You're better off with the park service icon.

The new design is unnaturally squared off at the foot and the spacing between the sleeper's body and bed results in ambivalence and muddiness.


I agree. I think their new design looks more like a tractor than a person in a bed.


If we wanted to use it, is your new bed icon released under an open license?


We hadn't thought of releasing the icon, but we're quite happy to do that for the community to use. We'll try and do that shortly.


It's a good thing they got rid of that chap's arm, or they would have got a cease and desist from HostelWorld.com

http://blog.keepmebooked.com/2011/09/what-happened-to-our-ma...


This new icon is definitely much easier to see at lower resolutions, nice work. Can you talk about the choice of using the bed icon versus a hotel-building icon that e.g. Hipmunk uses? http://www.hipmunk.com/hotels


MaxGabriel -- this is a bit of a subjective choice. We chose to go with the "bed" approach over the "building(s)" approach for two reasons:

1. We think the extensive usage of the original bed icon in wayfinding signage around the world makes it something that most users have already "learned". Most people take that icon to be representative of hotels since they've already seen it so many times.

2. We debated the building approach, but we thought it may get confused with the "home" icon. And we didn't want to use icon+text in our design at this stage. We think the buildings approach gets even more confusing without a text label.

As I said, however, it's a bit of a subjective choice...


The hotel-building icon to me looks too ambiguous. Is this representing a city? An apartment complex? An office building?

I think the bed icon clearly demonstrates what you use a hotel for - a place to sleep. This encompasses hotels that aren't several stories tall as well.


In the context of flight / hotel / car / etc., I think hotel-building is very clear. In fact, much clearer than a bed -- after all, having an airline seat represent a plane would be quite confusing, and having a bed represent a hotel is no clearer.

However, outside the context of other reservation-related icons, I agree that the "building" icon is lacking in specificity. The bed icon is slightly better, but still by no means good. It could just as easily mean sleeptime or rest, as opposed to daytime or work.

It's a shame there are no symbols or architecture inherently associated with hotels. Maybe that's why they tend to feel so anonymous and devoid of any soul...


> having an airline seat represent a plane would be quite confusing, and having a bed represent a hotel is no clearer

The distinction here is that you don't get in an airplane to sit in the seats, you get in an airplane so it can fly somewhere with you in it, and the shape of an airplane is very good at conveying that.
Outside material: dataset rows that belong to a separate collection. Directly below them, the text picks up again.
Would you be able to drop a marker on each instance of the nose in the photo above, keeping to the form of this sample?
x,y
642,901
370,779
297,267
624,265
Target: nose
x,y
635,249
With a hotel, I don't go there so I can admire the building, I go there so I have somewhere to sleep.


We came to that conclusion too and originally had the silhouette of a bed rather than the exterior or a hotel building[1]. Our client[2], however, had different ideas.

And no, I have no idea why flight plus hotel equals desert island with palm trees...

[1] http://i.imgur.com/VJKiI.png

[2] http://www.onthebeach.co.uk


The island photo is pretty synonymous with package holiday in the UK, which flight + hotel approximates in this case.


It means "package vacation" which for lots of people means "Caribbean island and it doesn't really matter which one."


Our thoughts exactly -- it's not an icon that has any inherent meaning, which we thought made it too vague for usage without a text label.


Bed is lodging, which is a concept that has been used in road signs around the world for ages. It's really a no-brainer to pick this one over a building.


Maybe worth noting that there isn't actually a "hotel" pictogram -- rather it's the "hotel information" pictogram with the information part cut out.


Its very hard to show a hotel as an icon, particularly as a building. We did it by showing a building with signage of a bed (showing a similar design to the cleartrip icon). People are used to seeing a bed and making the association. So going with a simpler icon without the building also conveys the same meaning as a hotel.

this blog post shows the subtly and intricate details required in good design and UI.


Anyone else think the stairs down and escalator down icons need to flipped horizontally (direction of travel left-to-right?). As it stand's there's little to distinguish up and down, and it doesn't "read" naturally.


Yes, I had exactly the same thought.

The corollary is that these icons are as bad as text; sure, they work great for left-to-right reading Americans that designed them, but what about everyone else? (My favorite is the "parking" icon. How does a big P help someone who calls a parking lot a "駐車場"? The P icon looks like, "welp, nobody that came to the meeting came up with a good idea, so let's just implement a shitty idea instead." "Sounds good, Bob! Man we're dumb!")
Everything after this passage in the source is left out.